Don't believe what you're told. THINK: WHY WOULD THEY RESORT TO FRAUD when the opposition leader, Mousavi, is very much a regime insider and hardly a threat to the system?

 

HASS

10:58 AM ET

June 26, 2009

No evidence of fraud

There's no actual evidence of fraud in the Iran elections. Every claim about vote rigging has a perfectly reasonable and rational counter-claim. See IranAffairs.com for more FACTS about the alleged election fraud in Iran.

Don't believe what you're told. THINK: WHY WOULD THEY RESORT TO FRAUD when the opposition leader, Mousavi, is very much a regime insider and hardly a threat to the system?

 

HASS

6:28 PM ET

June 26, 2009

Follow the links

The blogger LINKS to criticisms of the studyby the Leveretts -- does not write the criticism himself.
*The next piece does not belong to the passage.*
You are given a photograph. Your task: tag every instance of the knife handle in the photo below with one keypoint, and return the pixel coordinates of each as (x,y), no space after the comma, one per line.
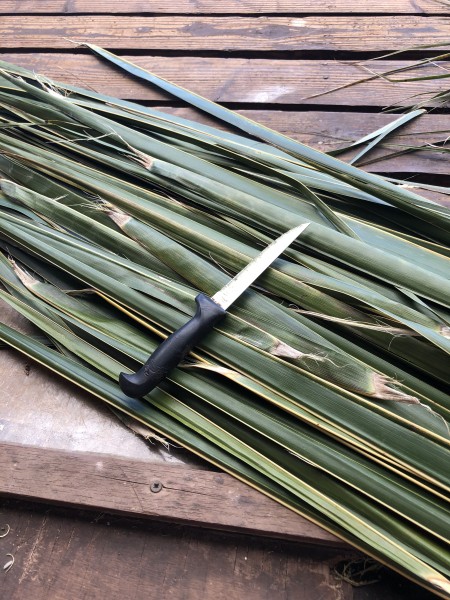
(173,349)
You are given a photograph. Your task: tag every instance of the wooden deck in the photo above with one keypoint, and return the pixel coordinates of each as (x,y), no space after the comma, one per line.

The Catham House study is obviously faulty because it compares apples and oranges:

"Recently, spot analyses by scholars from the University of Michigan and the Royal Institute of International Affairs suggested that this year’s election results are out of line with previous presidential elections. These analyses compare this year’s results with the first round of the 2005 presidential election, when Ahmadinejad and former President Ali Akbar Hashemi Rafsanjani outpolled other candidates to move into a runoff. Viewed through that prism, Ahmadinejad’s 2009 tally seems inflated.

But the comparison is structurally flawed. It is tantamount to arguing that, because Barack Obama won 38 percent of the vote in a competitive, multicandidate caucus in Iowa in January 2008, it is implausible that he could have won 54 percent of that state’s vote in the two-person general election in November. A more appropriate comparison for this year’s results in Iran would be the second round of the 2005 presidential election, when Ahmadinejad trounced Rafsanjani." (Leveretts)

 

JGARZIK

3:07 PM ET

June 28, 2009

FP Weekend editor needed...

...to kill the spam, and post updates like the Honduras coup.

 

Passport, FP’s flagship blog, brings you news and hidden angles on the biggest stories of the day, as well as insights and under-the-radar gems from around the world.